Figure 7. NAC suppressed blue LED light-induced caspase-3/7 activation and autophagy activation.

(A) Measurement of caspase-3/7 activity by Caspase-Glo® 3/7 Assay kit. Activation of caspase-3/7 was observed after blue LED light exposure. NAC treatment significantly inhibited the activation. Data are expressed as mean ± SEM (n = 3 or 4). ** indicates p < 0.01 vs. vehicle; ^## indicates p < 0.01 vs. control (one-way ANOVA followed by Tukey's test). (B) Western blots of LC3-II/LC3-I indicated an increase in the expression level after blue LED light exposure. NAC treatment significantly reduced the expression. Data are expressed as mean ± SEM (n = 6). * indicates p < 0.05 vs. vehicle; ^## indicates p < 0.01 vs. control (one-way ANOVA followed by Tukey's test). The cropped blots are used in this Figure and the full-length blots are presented in Supplementary Figure S9.

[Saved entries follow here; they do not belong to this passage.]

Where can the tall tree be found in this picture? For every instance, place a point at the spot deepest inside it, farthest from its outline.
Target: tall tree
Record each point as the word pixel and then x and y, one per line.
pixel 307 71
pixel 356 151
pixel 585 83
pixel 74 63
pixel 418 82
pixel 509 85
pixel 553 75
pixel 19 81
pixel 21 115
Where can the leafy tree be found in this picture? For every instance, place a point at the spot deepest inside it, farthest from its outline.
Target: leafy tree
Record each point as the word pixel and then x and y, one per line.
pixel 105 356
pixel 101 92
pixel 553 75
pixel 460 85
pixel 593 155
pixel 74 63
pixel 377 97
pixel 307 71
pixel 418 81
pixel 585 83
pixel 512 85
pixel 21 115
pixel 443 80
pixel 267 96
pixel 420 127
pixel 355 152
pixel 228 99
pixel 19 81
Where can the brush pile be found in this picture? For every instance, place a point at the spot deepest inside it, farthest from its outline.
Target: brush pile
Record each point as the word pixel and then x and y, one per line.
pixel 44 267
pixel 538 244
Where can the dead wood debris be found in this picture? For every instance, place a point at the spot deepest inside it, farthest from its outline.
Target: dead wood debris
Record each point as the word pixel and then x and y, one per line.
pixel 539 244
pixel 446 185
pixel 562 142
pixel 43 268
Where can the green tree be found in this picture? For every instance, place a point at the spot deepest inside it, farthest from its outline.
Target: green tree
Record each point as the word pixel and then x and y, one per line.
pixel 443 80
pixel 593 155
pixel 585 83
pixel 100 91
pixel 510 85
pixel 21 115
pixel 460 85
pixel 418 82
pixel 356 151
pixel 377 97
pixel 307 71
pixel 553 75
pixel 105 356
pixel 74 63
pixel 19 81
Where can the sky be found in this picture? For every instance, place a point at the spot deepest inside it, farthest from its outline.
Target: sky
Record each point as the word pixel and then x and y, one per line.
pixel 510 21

Figure 8. The putative pathway of blue LED light-induced retinal photoreceptor-derived cell damage.

In 661 W cells, blue LED light induces ROS production and S-opsin aggregation. The rapid ROS increase leads to mitochondrial damage and the MAPK activation or the nuclear translocation of NF-κB. Activated MAPK and NF-κB induces the activation of caspase and leads to apoptotic cell death. Active NF-κB also activates autophagy, and excessive autophagy leads to cell death. While, S-opsin aggregation causes endoplasmic reticulum (ER) stress. Blue LED light-induced retinal photoreceptor-derived cell death may be associated with both oxidative stress and ER stress.